Automated left and right ventricular chamber segmentation in cardiac magnetic resonance images using dense fully convolutional neural network

Method: A retrospectively selected database (DB1) of 210 cine sequences (3 pathology groups) was considered: images (GE, 1.5 T) were acquired at Centro Cardiologico Monzino (Milan, Italy), and end-diastolic (ED) and end-systolic frames (ES) were manually segmented (gold standard, GS). Automatic ED and ES RV and LV segmentation were performed with a U-Net inspired architecture, where skip connections were redesigned introducing dense blocks to alleviate the semantic gap between the U-Net encoder and decoder. The proposed architecture was trained including: A) the basal slices where the Myo surrounded the LV for at least the 50% and all the other slice; B) all the slices where the Myo completely surrounded the LV. To evaluate the clinical relevance of the proposed architecture in a practical use case scenario, a graphical user interface was developed to allow clinicians to revise, and correct when needed, the automatic segmentation. Additionally, to assess generalizability, analysis of CMR images obtained in 12 healthy volunteers (DB2) with different equipment (Siemens, 3T) and settings was performed.

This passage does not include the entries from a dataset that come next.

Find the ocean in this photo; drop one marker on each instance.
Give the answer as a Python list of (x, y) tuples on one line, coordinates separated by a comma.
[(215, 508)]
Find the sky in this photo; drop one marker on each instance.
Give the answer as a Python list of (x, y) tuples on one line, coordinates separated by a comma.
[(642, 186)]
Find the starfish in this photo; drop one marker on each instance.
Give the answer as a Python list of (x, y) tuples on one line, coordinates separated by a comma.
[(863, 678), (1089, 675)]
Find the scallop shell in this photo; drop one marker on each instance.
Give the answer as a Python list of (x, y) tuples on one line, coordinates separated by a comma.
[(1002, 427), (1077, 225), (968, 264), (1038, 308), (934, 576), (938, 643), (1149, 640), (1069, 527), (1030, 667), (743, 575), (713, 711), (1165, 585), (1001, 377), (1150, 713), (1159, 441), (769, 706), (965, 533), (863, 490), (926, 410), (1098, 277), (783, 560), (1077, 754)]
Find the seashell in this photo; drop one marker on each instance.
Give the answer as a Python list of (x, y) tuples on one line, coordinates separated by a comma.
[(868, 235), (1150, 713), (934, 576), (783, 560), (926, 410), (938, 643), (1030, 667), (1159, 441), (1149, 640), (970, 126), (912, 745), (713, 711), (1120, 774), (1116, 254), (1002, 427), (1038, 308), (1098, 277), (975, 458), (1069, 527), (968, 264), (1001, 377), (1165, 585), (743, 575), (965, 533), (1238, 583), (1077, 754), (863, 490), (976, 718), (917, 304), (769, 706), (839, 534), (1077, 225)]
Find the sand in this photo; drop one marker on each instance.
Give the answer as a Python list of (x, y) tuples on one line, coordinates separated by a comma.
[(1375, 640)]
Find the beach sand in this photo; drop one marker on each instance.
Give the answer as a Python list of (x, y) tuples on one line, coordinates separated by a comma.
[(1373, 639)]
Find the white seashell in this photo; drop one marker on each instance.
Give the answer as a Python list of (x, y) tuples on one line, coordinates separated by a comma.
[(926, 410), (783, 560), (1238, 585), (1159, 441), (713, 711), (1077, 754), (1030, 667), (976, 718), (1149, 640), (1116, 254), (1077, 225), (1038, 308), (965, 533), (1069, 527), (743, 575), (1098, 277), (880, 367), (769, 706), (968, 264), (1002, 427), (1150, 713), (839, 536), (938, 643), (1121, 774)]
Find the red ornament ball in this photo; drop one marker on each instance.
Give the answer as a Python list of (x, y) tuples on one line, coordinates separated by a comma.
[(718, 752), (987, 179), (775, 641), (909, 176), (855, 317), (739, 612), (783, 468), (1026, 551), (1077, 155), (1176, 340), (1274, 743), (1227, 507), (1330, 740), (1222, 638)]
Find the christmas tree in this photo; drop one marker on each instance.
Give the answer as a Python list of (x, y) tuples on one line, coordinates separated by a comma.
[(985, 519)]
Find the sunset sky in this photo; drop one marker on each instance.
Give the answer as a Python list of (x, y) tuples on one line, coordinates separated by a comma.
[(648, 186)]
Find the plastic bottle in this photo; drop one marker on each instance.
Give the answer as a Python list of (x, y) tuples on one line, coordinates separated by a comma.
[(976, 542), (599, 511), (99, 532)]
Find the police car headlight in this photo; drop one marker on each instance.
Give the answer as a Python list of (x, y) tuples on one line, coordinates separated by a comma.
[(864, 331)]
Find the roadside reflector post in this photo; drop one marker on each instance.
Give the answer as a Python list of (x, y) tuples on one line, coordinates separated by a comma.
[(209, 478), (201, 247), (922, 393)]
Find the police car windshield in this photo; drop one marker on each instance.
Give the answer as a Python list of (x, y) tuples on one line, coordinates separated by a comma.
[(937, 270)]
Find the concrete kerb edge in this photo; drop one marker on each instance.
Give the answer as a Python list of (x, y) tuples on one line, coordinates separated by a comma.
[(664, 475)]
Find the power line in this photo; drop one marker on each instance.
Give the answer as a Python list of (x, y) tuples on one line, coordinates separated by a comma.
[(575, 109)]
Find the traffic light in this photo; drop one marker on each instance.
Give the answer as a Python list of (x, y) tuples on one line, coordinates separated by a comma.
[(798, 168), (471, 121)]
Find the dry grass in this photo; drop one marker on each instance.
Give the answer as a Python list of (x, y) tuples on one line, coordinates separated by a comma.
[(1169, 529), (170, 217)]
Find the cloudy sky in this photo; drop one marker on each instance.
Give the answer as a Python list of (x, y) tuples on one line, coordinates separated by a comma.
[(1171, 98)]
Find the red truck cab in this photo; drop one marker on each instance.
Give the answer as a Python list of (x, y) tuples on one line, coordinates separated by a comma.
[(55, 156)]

Background and objective: Segmentation of the left ventricular (LV) myocardium (Myo) and RV endocardium on cine cardiac magnetic resonance (CMR) images represents an essential step for cardiac function evaluation and diagnosis. In order to have a common reference for comparing segmentation algorithms, several CMR image datasets were made available, but in general they do not include the most apical and basal slices, and/or gold standard tracing is limited to only one of the two ventricles, thus not fully corresponding to real clinical practice. Our aim was to develop a deep learning (DL) approach for automated segmentation of both RV and LV chambers from short-axis (SAX) CMR images, reporting separately the performance for basal slices, together with the applied criterion of choice.